Wednesday, January 13, 2021

Dietary antioxidants and the risk of Parkinson Disease

With your chances of getting Parkinsons, notice the word dietary not supplements. 

Parkinson’s Disease May Have Link to Stroke March 2017 

The latest here:

Dietary antioxidants and the risk of Parkinson Disease

The Swedish National March Cohort

Essi Hantikainen, Ylva Trolle Lagerros, Weimin Ye, Mauro Serafini, Hans-Olov Adami, Rino Bellocco, Stephanie Bonn

Abstract

Objective To determine whether high baseline dietary antioxidants and total non-enzymatic antioxidant capacity (NEAC) is associated with a lower risk of Parkinson disease in men and women, we prospectively studied 43,865 men and women from a large Swedish cohort.

Methods In the Swedish National March Cohort 43,865 men and women aged 18–94 years were followed through record linkages to National Health Registries from 1997 until 2016. Baseline dietary vitamin E, C and beta-carotene intake, as well as NEAC, were assessed by a validated food frequency questionnaire collected at baseline. All exposure variables were adjusted for energy intake and categorized into tertiles. Multivariable Cox proportional hazard regression models were fitted to estimate hazard ratios (HRs) with 95% confidence intervals (CIs) for Parkinson disease.

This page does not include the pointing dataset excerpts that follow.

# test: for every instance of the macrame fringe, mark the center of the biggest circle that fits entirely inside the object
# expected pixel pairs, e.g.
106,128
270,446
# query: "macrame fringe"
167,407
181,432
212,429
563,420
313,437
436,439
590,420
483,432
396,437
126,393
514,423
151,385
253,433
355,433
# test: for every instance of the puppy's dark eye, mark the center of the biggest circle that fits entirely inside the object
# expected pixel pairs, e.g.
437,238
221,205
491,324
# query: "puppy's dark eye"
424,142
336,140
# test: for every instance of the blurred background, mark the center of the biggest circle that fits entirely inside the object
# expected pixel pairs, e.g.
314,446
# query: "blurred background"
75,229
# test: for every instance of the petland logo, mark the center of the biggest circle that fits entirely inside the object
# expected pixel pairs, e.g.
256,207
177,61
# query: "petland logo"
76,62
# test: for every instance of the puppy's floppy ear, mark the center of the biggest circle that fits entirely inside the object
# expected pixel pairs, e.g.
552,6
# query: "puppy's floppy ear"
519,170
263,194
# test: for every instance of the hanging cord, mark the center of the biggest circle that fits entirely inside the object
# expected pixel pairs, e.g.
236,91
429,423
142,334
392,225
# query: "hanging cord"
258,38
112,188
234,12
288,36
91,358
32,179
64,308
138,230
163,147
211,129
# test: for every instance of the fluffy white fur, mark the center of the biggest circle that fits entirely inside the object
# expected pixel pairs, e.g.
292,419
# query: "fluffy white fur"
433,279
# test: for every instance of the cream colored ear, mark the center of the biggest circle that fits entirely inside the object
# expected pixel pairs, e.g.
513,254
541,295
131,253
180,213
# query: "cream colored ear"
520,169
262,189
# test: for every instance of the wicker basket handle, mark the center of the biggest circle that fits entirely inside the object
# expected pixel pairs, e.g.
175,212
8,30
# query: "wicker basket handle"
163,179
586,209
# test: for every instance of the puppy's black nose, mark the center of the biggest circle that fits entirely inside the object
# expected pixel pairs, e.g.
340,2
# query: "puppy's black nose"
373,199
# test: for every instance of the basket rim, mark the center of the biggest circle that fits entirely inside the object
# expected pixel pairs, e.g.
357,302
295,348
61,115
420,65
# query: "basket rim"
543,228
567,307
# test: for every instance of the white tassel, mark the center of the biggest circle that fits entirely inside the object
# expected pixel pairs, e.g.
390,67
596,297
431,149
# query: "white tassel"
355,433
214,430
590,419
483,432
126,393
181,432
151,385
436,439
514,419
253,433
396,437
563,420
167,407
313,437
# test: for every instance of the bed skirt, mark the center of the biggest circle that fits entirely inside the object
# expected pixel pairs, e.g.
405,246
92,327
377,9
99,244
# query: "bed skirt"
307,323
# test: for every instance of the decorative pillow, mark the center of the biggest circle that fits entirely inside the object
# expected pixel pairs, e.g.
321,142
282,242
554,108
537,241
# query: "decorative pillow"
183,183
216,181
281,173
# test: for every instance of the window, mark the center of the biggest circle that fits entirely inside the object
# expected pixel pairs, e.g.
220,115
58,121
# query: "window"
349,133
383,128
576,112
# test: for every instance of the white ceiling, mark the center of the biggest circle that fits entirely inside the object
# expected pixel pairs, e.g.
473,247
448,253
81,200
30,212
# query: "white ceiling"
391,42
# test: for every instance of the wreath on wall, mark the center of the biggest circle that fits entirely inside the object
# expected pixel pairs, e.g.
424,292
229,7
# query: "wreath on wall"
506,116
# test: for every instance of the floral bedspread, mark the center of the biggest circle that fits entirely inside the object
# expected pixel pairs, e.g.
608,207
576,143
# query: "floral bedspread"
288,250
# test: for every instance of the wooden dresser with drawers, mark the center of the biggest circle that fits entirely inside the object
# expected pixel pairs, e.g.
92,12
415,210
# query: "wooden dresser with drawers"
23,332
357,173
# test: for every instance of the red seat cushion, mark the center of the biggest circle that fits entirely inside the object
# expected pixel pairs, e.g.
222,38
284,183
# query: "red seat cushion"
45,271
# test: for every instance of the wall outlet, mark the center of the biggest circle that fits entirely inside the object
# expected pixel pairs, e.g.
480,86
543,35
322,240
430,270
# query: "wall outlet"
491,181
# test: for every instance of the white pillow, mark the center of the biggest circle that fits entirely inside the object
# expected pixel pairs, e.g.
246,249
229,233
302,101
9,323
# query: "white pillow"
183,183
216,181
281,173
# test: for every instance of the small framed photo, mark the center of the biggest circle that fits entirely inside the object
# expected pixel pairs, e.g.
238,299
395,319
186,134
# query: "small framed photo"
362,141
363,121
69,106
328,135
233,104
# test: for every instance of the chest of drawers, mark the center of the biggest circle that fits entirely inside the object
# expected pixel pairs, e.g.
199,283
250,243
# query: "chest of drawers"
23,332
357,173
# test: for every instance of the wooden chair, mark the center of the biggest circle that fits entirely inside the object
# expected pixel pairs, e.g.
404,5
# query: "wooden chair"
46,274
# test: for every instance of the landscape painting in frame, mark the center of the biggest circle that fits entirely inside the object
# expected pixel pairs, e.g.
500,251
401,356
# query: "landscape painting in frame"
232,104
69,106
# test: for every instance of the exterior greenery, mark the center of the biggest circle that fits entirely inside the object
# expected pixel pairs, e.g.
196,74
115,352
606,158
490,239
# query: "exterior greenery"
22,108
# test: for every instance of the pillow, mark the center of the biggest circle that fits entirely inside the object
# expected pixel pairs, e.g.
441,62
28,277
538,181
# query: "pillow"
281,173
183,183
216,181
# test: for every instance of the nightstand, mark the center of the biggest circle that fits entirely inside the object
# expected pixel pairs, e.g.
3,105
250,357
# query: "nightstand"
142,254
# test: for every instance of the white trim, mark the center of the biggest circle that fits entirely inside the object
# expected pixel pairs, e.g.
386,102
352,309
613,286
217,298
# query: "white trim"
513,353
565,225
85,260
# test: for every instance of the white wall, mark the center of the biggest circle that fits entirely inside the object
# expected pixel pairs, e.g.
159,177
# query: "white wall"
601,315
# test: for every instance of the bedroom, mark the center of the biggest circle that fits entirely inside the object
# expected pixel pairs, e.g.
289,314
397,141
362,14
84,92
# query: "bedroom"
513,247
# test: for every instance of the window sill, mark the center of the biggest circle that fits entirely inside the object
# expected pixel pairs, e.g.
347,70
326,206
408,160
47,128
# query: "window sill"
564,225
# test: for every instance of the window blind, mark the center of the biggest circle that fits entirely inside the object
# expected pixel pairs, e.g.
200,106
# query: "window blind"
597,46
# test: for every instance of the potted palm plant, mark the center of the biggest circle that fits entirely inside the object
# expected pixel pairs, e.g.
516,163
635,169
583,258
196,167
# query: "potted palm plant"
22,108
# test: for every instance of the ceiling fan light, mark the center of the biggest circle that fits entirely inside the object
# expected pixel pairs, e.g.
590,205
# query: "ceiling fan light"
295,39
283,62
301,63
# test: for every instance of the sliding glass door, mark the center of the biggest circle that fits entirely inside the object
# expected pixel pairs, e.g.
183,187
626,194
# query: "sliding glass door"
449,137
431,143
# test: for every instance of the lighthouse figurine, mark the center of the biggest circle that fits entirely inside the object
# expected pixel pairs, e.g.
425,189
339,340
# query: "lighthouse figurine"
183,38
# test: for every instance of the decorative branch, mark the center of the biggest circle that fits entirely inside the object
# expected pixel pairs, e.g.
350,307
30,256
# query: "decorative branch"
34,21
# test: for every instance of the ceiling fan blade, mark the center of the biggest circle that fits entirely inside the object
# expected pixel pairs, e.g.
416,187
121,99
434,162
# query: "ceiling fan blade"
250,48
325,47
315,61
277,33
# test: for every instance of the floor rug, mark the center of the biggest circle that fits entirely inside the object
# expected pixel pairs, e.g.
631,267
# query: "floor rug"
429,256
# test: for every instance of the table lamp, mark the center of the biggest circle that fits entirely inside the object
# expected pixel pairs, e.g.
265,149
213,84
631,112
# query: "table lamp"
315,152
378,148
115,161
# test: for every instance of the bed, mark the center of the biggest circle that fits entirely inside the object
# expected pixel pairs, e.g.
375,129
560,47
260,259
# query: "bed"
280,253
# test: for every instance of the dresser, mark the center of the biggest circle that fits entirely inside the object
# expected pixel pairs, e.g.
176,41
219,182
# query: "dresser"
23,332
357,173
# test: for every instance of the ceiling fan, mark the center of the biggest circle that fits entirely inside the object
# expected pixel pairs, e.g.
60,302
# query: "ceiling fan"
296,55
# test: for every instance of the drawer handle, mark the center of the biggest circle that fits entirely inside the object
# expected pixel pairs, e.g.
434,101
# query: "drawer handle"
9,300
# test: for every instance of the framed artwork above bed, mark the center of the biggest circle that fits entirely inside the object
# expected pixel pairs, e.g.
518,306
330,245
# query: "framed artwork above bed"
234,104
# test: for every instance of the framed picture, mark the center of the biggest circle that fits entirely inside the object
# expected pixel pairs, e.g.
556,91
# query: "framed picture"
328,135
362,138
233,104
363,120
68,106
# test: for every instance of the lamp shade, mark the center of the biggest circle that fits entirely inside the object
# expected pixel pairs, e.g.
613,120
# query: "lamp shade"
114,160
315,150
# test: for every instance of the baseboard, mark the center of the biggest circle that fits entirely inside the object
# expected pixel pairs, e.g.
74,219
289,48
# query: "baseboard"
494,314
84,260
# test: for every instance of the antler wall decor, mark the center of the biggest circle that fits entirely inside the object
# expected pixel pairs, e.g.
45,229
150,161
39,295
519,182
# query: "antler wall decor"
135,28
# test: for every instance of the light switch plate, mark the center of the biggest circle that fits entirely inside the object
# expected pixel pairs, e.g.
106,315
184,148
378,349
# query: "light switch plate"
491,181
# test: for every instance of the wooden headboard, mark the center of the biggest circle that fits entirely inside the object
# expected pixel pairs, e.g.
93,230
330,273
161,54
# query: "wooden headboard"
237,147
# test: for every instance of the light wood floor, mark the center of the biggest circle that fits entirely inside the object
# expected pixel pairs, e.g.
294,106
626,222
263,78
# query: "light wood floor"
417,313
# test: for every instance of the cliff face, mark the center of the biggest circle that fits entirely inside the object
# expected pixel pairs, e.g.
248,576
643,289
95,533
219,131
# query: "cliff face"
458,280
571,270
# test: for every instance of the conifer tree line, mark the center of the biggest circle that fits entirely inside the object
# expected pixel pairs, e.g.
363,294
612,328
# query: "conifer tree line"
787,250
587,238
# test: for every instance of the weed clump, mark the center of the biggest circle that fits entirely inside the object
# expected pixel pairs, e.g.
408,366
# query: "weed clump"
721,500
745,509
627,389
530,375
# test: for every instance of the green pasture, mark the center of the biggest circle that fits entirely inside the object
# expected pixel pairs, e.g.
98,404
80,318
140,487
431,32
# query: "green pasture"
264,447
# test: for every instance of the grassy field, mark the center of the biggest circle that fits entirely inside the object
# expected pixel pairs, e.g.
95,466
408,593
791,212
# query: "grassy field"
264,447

Results After a mean follow-up time of 17.6 years we detected 465 incidence cases of Parkinson disease. In the multivariable adjusted model, dietary vitamin E (HR: 0.68: 95% CI: 0.52–0.90; p for trend: 0.005) and C (HR: 0.68; 95% CI: 0.52–0.89; p for trend: 0.004) were inversely associated with the risk of Parkinson disease, when comparing subjects in the highest to the lowest tertiles of the exposure. No association was found with estimated intake of dietary beta-carotene or NEAC.

Conclusion Our findings suggest that dietary vitamin E and C intake might be inversely associated with the risk of Parkinson disease. No association was found with dietary beta-carotene or NEAC.

Classification of evidence This study provides Class III evidence that dietary vitamin E and C intake are inversely associated with the risk of Parkinson disease.(Two variables are inversely related when an increase in one variable causes a reduction in the other variable.)

  • Received June 22, 2020.
  • Accepted in final form October 5, 2020.